Tant que nous sommes enfants, nous ne faisons pas de différences réelles entre les garçons et les filles. J'avais des amis des deux sexes sans faire de distinction. Bon, autant être honnête, jouer à la poupée n'a jamais été mon fort mais j'ai eu la chance d'avoir des amies qui préféraient jouer aux petites voitures. En grandissant, mes amis ont commencé à parler des demoiselles d'une toute autre manière. Je ne comptais plus le nombre de fois où ils me vantaient la poitrine ou le postérieur de telle ou telle nana. Pour ma part, je m'en moquais comme de l'an 40. Pour moi, Marie, par exemple, était restée un être asexué, peu m'importait ses formes. Les gars me charriaient mais je n'en avais cure. Ce sujet ne m'intéressait pas. J'étais bien trop occupé à étudier et à essayer de faire plaisir à mon père pour me laisser distraire.
Nous avions sport deux fois par semaine. Nous nous changions dans les vestiaires comme d'habitude quand j'ai remarqué quelque chose d'anormal: mon corps réagissait bizarrement. Les dernières années étaient encore en train de se changer et l'un deux était torse nu. Il était assez bien foutu et mon regard avait été attiré par ses pectoraux. Quand je me suis rendu compte que je le matais ouvertement, j'ai détourné les yeux et j'ai dégluti mais c'était trop tard. Le bas de mon corps s'était éveillé. Au début, je me suis dit que ce n'était rien, que c'était une coïncidence. J'ai essayé d'oublier et de passer à autre chose. C'est vrai, pourquoi aurais-je eu une quelconque réaction à cause d'un gars alors que je n'en avais aucune avec les représentantes du sexe féminin? Ce n'était ni logique, ni normal. Je devais me faire des idées.

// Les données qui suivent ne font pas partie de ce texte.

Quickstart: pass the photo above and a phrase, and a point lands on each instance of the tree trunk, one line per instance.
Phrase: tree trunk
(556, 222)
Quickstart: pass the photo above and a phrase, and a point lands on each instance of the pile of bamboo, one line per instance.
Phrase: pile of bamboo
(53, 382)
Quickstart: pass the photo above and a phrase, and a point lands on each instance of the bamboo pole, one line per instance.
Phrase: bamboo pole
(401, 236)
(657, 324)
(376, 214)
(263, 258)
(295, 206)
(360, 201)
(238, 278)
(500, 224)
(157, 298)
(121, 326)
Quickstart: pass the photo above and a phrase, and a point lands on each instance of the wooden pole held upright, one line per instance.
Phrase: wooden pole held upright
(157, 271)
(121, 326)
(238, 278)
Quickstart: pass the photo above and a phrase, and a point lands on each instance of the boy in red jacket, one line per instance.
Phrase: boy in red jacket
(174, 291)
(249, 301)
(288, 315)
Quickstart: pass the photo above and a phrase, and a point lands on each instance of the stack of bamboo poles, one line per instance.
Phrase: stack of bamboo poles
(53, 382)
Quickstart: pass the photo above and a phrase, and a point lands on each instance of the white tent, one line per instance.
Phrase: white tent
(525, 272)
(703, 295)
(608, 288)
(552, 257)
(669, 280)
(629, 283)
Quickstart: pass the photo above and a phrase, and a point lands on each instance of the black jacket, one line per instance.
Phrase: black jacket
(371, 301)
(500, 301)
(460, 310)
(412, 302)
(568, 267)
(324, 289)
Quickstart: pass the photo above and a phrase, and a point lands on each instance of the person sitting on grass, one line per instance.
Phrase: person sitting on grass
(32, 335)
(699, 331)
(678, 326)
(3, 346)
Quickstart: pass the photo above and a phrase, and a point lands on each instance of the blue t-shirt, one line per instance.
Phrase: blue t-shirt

Je n'ai plus eu de signe de vie de mon anatomie pendant un certain temps et j'avais mis ce qu'il s'était passé sous le coup de mon imagination. Je me suis focalisé sur les cours et je n'y ai plus songé. Jusqu'à ce que je recroise la même personne dans les vestiaires. Je suis rentré chez moi complètement sonné. Ce n'était pas réel, ça ne pouvait pas l'être! Et je ne pouvais en parler à personne, j'avais bien trop honte.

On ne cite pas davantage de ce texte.